We really don’t like this as it can give some the courage to believe that it is more useful to spend their time begging than going to school for a proper education.

Thai People and Culture (Do's and Don'ts Thailand)
Traditional Thai People (Do’s and Don’ts Thailand)

10. Monks and Women – Can I touch a monk??

As Monks have strict rules and codes of conduct to live by Women should not touch monks. If you wish to offer a monk something or a donation at a temple, you should place it somewhere within his reach or on the monk’s receiving cloth for him to collect

Monks in Thailand (Do's and Don'ts Thailand)
Religious Ceremony with Buddhist Monks in Thailand. (Do’s and Don’ts Thailand)
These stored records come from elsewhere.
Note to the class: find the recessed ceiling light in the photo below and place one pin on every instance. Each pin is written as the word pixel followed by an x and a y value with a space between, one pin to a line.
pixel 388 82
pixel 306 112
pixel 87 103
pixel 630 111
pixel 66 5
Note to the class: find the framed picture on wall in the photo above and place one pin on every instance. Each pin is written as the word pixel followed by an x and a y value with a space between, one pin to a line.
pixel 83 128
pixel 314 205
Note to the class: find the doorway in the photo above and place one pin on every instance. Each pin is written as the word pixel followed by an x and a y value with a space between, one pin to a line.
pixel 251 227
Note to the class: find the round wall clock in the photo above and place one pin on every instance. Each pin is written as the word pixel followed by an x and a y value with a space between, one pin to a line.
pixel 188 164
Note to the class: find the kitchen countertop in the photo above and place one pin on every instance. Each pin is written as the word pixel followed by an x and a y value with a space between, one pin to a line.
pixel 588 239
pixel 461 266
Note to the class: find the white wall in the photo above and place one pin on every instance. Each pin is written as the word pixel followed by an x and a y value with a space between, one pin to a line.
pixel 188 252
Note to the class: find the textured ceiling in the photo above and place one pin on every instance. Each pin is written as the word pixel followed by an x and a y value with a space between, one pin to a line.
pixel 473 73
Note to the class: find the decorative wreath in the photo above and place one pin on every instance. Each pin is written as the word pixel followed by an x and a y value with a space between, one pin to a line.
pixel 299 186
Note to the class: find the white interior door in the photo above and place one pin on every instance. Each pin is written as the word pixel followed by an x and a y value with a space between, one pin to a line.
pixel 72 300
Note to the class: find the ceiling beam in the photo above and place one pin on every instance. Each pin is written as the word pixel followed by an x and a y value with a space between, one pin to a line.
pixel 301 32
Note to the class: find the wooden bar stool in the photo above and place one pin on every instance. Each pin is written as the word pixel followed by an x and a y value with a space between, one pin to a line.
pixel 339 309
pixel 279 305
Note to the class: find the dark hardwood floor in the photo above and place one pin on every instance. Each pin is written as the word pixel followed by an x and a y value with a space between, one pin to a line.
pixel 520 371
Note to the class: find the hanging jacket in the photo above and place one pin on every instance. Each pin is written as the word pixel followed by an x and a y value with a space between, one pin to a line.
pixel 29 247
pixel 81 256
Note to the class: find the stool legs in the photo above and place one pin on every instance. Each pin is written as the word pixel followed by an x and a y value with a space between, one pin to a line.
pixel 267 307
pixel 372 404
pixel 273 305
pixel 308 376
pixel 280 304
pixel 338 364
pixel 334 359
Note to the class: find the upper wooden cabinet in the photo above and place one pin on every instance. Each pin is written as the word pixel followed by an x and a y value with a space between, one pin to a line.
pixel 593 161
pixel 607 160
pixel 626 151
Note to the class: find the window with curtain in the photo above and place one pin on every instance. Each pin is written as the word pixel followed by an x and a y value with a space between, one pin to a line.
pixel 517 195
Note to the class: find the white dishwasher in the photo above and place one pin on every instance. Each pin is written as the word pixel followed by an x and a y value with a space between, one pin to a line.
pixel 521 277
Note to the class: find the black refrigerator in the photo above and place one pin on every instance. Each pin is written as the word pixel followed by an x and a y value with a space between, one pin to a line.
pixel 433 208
Thailand Cultural Tips & Faux Pas

Do I need to leave Tips in Thailand?

In Thailand Society and many parts of South east Asia, tips are not expected in restaurants or taxis.

However, it has started to become more common for those working in busy the tourist area to supplement their income using tips.

So maybe this is one thing from western culture which is perfectly acceptable as a way of showing your gratitude for services. I tend to tip when using a local guide, driver or boat captain.

Ladyboy Etiquette & Massage.

Yes, Unfortunately they are very common in many touristic parts of Thailand such as Pattaya, Patong and even Bangkok. Having said that these provide great sources of income for the local people in these areas and are a tourist attraction in their own right.

Whether they are you thing or not, you should be aware of how to spot them and not to offend them. Usually, they are based around various go, go bars and the more seedy looking massage parlours.

If you would like a genuine massage only, highly recommended! I would suggest looking for a place with looks larger and more established in a more built up area away from the bars.

These will provide traditional high quality Thai massage which is perfect to ease those aching travel feet.

Generally if approached a ladyboy most can be easy to spot, the Adams apple helps, size of hands. If approached and you feel uncomfortable just politely smile and decline, then walk on!

Don’t – Handle Objects with your left hand only!

Sorry lefties, in many cultures the left hand has been associated with lack of trust and evil spirits. For example, in Italian Sinistra means left or Sinister in english!

So avoid handing any object to someone with your left hand alone, the most polite way to pass objects being with both hands. An alternative to politely pass objects is to touch your right elbow with your left arm and then hand over the item with your right hand.